The simulation was designed to verify space capabilities and tactics and techniques used by the 21st century joint warfighter, officials said.

The game began Feb. 5 and runs through Feb. 11. It brings together officials from about 20 Department of Defense agencies and Australia, Canada, and the United Kingdom to investigate future space systems, the missions they support, and how to ensure their survivability.

“Schriever III is more than a war game -- it’s a valuable forum that establishes partnerships and fosters innovative thought at the strategic- and operational-levels of war,” said Gen. Lance W. Lord, commander of Air Force Space Command.

More specifically, the game examines the capabilities required to ensure global stability and explores how to build a seamless integration of manned and unmanned space systems, supporting homeland defense and U.S. global and theater interests, said Brig. Gen. Daniel J. Darnell, game executive director and commander of the Space Warfare Center at Schriever Air Force Base, Colo.

The phrase “space war game” lends a notion that the game is focused on a military fight in space, but that is not the case, game officials said.

“Our focus is how best to use space assets to coordinate the joint terrestrial fight,” General Darnell said.

The war game aims to ensure the United States maintains its ultimate high ground -- space superiority, officials said.

There are very few things in conventional combat today that do not involve space systems, General Darnell said.

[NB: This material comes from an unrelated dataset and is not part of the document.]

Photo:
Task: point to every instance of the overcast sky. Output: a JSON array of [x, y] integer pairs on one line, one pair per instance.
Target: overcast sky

Missile warning, battle-space awareness, precision munitions guidance, navigation and timing, and military satellite communications all critically rely on space support.

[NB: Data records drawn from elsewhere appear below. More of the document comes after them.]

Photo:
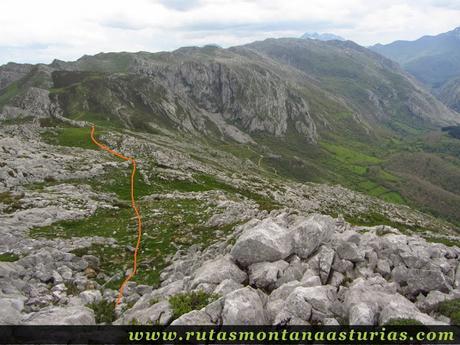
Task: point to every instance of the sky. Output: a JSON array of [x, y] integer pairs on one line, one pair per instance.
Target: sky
[[39, 31]]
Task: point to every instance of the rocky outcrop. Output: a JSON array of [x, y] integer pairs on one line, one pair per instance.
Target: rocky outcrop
[[357, 277]]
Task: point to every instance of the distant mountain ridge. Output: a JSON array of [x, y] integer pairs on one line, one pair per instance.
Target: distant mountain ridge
[[320, 111], [434, 60], [322, 36]]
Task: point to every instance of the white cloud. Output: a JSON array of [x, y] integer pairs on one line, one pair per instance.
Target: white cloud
[[38, 31]]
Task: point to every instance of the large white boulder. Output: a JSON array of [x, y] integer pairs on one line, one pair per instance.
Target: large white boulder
[[244, 307], [267, 241]]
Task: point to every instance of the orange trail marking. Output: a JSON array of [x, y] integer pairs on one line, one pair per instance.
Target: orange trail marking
[[133, 205]]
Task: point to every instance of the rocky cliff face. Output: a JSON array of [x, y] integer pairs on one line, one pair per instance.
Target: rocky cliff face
[[215, 133]]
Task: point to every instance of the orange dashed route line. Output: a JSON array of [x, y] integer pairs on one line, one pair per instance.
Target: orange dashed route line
[[133, 205]]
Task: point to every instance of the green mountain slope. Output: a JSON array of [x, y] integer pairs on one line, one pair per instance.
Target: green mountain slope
[[301, 109], [431, 59]]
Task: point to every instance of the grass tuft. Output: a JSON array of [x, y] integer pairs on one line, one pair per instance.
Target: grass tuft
[[184, 303]]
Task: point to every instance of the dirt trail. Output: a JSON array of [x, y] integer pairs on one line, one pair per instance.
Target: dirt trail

How to consistently provide these combat tools to the joint warfighter is a focus area in the war game, officials said. Game participants investigate the optimal combination of space, air and near space assets to best support the warfighter.

“Space is a medium just like air, land and sea,” General Darnell said. “Our goal is to ensure we have the assets our warfighters and national decision-makers need to maintain space superiority.”

Near-space maneuvering vehicles, for example, will augment satellite constellations gaps for the combatant commander in the game scenario. Communication, friendly-force tracking, imaging capability and signals intelligence gathering are few of the areas that near-space capabilities can complement.

The near-space concept is a subset of joint warfighting space, and Air Force Chief of Staff Gen. John P. Jumper’s initiative to more rapidly and effectively harnesses space-based communications and intelligence capabilities to support warfighters on the battlefield.

Near space is the outermost part of the atmosphere, generally defined as the area between 65,000 feet and 320,000 feet above ground. Near-space platforms under development that might operate in a new mission area include balloons and unmanned aerial vehicles, officials said.

Machine-to-machine integration is another focus area during the game, officials said. The concept will ultimately speed up decision times in getting approval for a pilot to engage a time-sensitive target, improving the information relay process.

“About 90 percent of the time it takes right now to detect a target and to decide what to do with it and finally get (clearance) back to the pilot is spent in trying to get communication up the chain and back down,” said General Darnell, an experienced fighter pilot. “We’d like to reduce it to an almost instantaneous decision-making process where the only time required is the time it takes for the missile or bomb to arrive on target.”

More specifically, machine-to-machine integration requires different machines cueing one another to look at and validate a specific target. Ideally, decision-makers at the strategic, operational and tactical level would receive and view this information simultaneously, officials said.